7. The Present State of the Criminal Justice
Basically the trust has gone out of criminal justice between Counsel and Advocates – even the Judge is left in the cold. If there was trust the whole process of disclosure could be better managed. The defence resent disclosing their defence and restrict that defence statement. The prosecution is not trusted to edit out the investigation bundle. There is enormous pressure on the accused to plead guilty. We are trying to create criminal justice without risk and trust which is impossible. Even under the inquisitorial process in France there is a risk. Human beings make mistakes. There is no crime or breach of etiquette in that. Sir Michael’s firm adherence to his instructions won the day for Justice in 1974 whatever the Appeal Court ruled with the Guildford Four.
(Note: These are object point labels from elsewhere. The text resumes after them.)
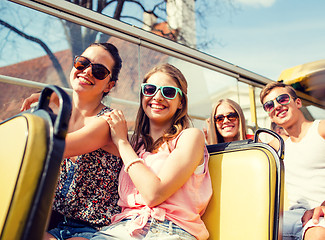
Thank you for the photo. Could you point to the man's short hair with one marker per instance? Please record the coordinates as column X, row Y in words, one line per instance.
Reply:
column 270, row 86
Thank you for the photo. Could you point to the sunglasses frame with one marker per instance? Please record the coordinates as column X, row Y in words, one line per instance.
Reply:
column 219, row 120
column 277, row 99
column 161, row 88
column 93, row 66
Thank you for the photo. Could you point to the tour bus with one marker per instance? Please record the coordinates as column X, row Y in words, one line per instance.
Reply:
column 247, row 176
The Court of Appeal did its duty without doubt but that does not mean Sir Michael neglected his in the trial. You cannot stop children crossing the road because of the risk – with Advocates of the calibre of Sir Michael they will go to the other side unharmed. With incompetent, over attentive, weak willed, politically correct legal teams justice will not be done and the lay client will suffer in the long run. Politics should be kept out of the criminal trial advocacy and process. Justice has been brought to a halt virtually by the current disclosure rules. Sir Michael knew justice meant first and foremost fairness to the accused and he showed that belief in his advocacy and conduct of his cases be he defence Counsel or Counsel for the Crown. We may be truly grateful for his precision, expedition, thrust, insight and Judgement and lasting example of this probity to all criminal practitioners and Advocates. He was the leading criminal Counsel of his time without any shadow of doubt.